SGCC chose BYD’s Iron-Phosphate battery technology because of its superior service life (more than 20 years) and also used BYD’s “peak shaving & load leveling” charge and discharge methodologies. BYD’s announcement on 30 September 30 2011, “China’s Largest and First Environmentally-friendly Battery Storage Station,” was the first of many MW-level cooperative projects with China’s Southern Power Grid (CSG). This new project with the State Grid has outpaced other grid projects in China and, though independently designed by SGCC, is part of the national “Golden Sun” program. The first phase investment with 100 MW of Wind, 40MW of Solar and 36MWh of Battery is worth more than US$500 million (~3.3 billion RMB).

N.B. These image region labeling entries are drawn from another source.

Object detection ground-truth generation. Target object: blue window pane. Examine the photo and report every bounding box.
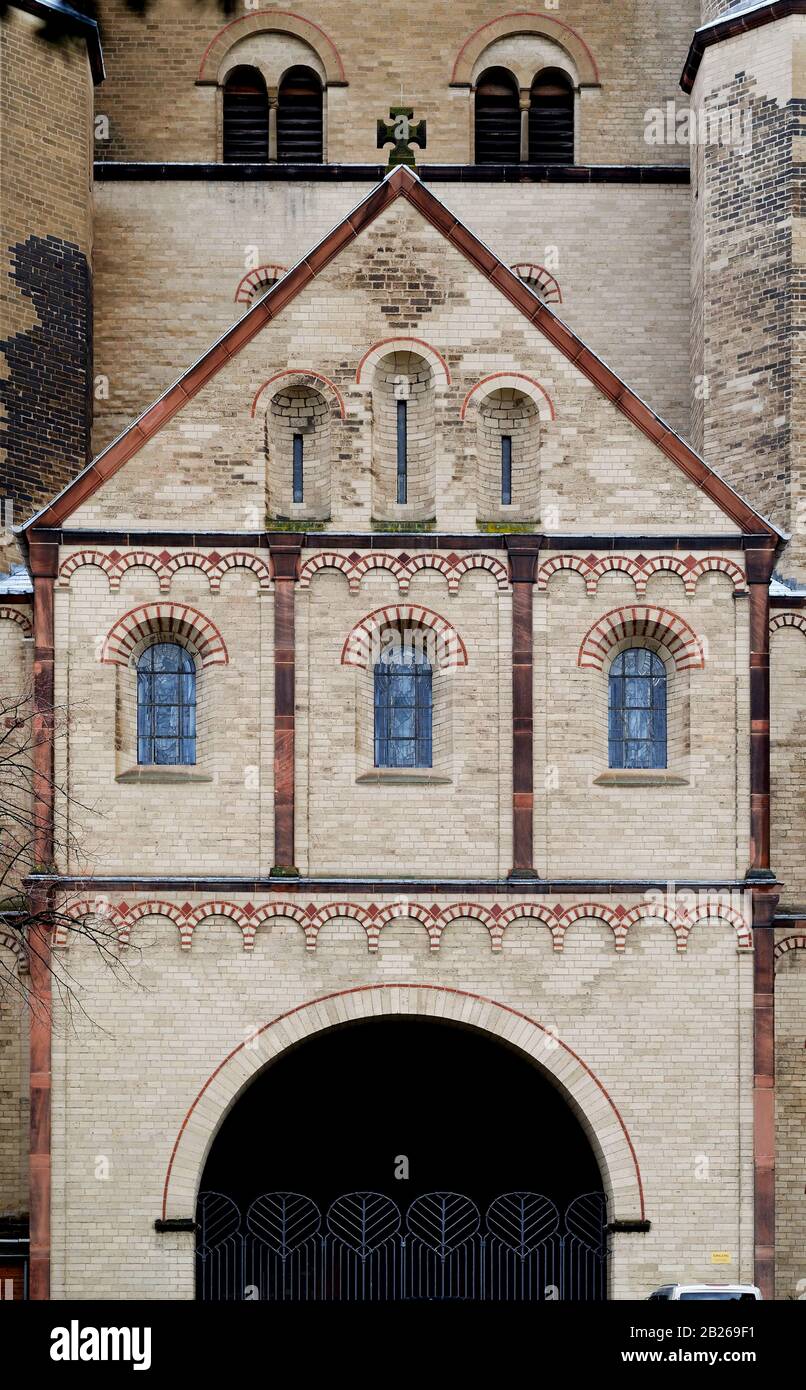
[138,642,196,766]
[374,634,432,767]
[607,646,667,767]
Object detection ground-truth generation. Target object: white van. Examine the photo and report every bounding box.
[648,1284,762,1302]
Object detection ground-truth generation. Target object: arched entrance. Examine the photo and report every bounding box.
[186,991,631,1300]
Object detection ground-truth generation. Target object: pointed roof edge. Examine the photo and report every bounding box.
[19,165,788,539]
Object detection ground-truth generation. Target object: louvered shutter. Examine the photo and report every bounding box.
[475,68,521,164]
[529,68,574,164]
[224,67,268,164]
[277,68,322,164]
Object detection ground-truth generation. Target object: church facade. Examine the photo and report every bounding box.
[0,0,806,1298]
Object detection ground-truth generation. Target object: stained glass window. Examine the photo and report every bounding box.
[609,646,666,767]
[375,645,432,767]
[138,642,196,765]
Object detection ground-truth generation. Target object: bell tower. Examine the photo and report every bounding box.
[0,0,104,536]
[681,0,806,578]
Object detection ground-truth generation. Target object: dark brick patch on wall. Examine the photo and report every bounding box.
[0,236,92,521]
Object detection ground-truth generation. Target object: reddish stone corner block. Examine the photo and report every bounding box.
[506,535,541,874]
[270,535,302,872]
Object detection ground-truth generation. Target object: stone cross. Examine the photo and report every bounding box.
[378,106,425,170]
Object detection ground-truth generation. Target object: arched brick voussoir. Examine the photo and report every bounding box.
[306,902,379,951]
[365,898,445,954]
[510,261,563,304]
[621,902,691,952]
[196,10,347,86]
[770,612,806,637]
[342,603,467,670]
[208,550,272,594]
[459,371,557,425]
[243,898,311,951]
[538,555,596,594]
[450,10,599,86]
[681,902,753,951]
[685,555,748,594]
[773,933,806,960]
[0,930,28,974]
[557,902,628,951]
[163,981,646,1220]
[57,549,121,591]
[431,902,503,952]
[249,367,347,420]
[53,894,128,951]
[115,898,193,951]
[101,603,229,666]
[181,898,254,949]
[235,263,288,304]
[493,902,566,951]
[577,603,705,671]
[356,335,452,389]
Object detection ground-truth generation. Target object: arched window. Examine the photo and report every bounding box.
[277,67,322,164]
[138,642,196,765]
[529,68,574,164]
[374,631,432,767]
[475,68,521,164]
[224,65,268,164]
[607,646,666,767]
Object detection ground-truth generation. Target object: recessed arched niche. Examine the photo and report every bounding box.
[475,386,541,521]
[265,379,332,521]
[372,350,436,521]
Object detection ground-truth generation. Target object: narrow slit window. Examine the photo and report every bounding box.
[500,435,513,507]
[293,435,304,502]
[397,400,409,502]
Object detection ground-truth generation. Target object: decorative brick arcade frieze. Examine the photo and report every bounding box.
[58,549,271,594]
[54,894,752,954]
[538,552,746,598]
[299,550,510,594]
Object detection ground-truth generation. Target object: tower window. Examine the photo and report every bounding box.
[224,67,268,164]
[500,435,513,507]
[138,642,196,765]
[374,639,432,767]
[475,68,521,164]
[607,646,667,767]
[277,67,324,164]
[397,400,409,502]
[529,68,574,164]
[293,435,303,502]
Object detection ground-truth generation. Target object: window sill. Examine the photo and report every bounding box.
[593,767,688,787]
[115,763,213,784]
[356,767,453,787]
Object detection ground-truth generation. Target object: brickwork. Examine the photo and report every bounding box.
[692,15,806,574]
[775,929,806,1298]
[0,6,93,523]
[770,609,806,908]
[45,909,752,1298]
[75,200,725,534]
[93,0,699,164]
[93,181,689,452]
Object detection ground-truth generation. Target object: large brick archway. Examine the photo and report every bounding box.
[161,984,645,1222]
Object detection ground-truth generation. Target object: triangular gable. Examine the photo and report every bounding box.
[28,159,782,538]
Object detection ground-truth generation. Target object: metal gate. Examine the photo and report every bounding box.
[196,1193,607,1302]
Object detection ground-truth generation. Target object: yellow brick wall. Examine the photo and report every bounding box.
[94,181,689,452]
[97,0,699,164]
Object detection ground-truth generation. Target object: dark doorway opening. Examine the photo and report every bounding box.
[197,1017,606,1298]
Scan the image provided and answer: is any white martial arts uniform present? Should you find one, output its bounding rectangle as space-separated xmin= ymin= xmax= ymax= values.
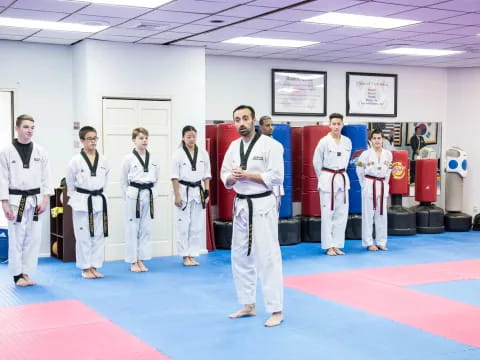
xmin=66 ymin=150 xmax=110 ymax=270
xmin=357 ymin=148 xmax=392 ymax=247
xmin=221 ymin=135 xmax=283 ymax=313
xmin=0 ymin=143 xmax=53 ymax=276
xmin=120 ymin=153 xmax=160 ymax=264
xmin=171 ymin=147 xmax=212 ymax=256
xmin=313 ymin=134 xmax=352 ymax=249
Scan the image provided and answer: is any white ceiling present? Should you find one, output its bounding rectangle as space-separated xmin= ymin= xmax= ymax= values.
xmin=0 ymin=0 xmax=480 ymax=67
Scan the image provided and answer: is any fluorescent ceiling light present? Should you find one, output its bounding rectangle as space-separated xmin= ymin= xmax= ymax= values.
xmin=379 ymin=48 xmax=465 ymax=56
xmin=64 ymin=0 xmax=173 ymax=9
xmin=0 ymin=17 xmax=108 ymax=33
xmin=302 ymin=12 xmax=421 ymax=29
xmin=223 ymin=36 xmax=318 ymax=47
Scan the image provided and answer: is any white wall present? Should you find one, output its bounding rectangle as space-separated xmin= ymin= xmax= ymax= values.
xmin=206 ymin=56 xmax=447 ymax=122
xmin=443 ymin=68 xmax=480 ymax=215
xmin=0 ymin=41 xmax=73 ymax=254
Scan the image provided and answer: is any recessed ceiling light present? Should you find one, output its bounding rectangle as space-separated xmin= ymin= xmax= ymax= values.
xmin=302 ymin=12 xmax=421 ymax=29
xmin=0 ymin=17 xmax=108 ymax=33
xmin=379 ymin=48 xmax=465 ymax=56
xmin=63 ymin=0 xmax=173 ymax=9
xmin=223 ymin=36 xmax=318 ymax=47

The large-scale implementation of clean and green energy, such as wind and solar power, can only be realized when the technical difficulties of this new energy application in the utility system are resolved. This State Grid project demonstrates a solution and will be the model of development for China’s new energy resources.
—Xiu Binglin, Deputy Director of the National Energy Administration
140 MW of renewable energy generation (both wind and solar), 36 MWh of energy storage and a smart power transmission system should provide a great deal of practical renewable energy operating information.
Posted by: kelly | 31 December 2011 at 06:34 AM
Who said that BYD could not build large batteries? That would be almost enough for a large ship equipped with xxxx solar panels and adapted wind mills?
Posted by: HarveyD | 31 December 2011 at 07:55 AM
Nice. But 36MWh in terms of LiIon batteries translates to only ~1000 battery packs for EVs...
It would be much better to sell millions EVs and have national V2G technology implemented. After all, cars not used every day(holidays trips etc), when used they not driven for whole 24h, and most of the day you won't use 90% of the whole range, leaving margin of capacity that could be used for V2G...
Posted by: Vitaly Vinogradov | 04 January 2012 at 04:30 AM
Vitaly, why should this be either/or? LiIon and Iron-Phosphate use different resources so you could have both energy storage stations AND electric cars/V2G.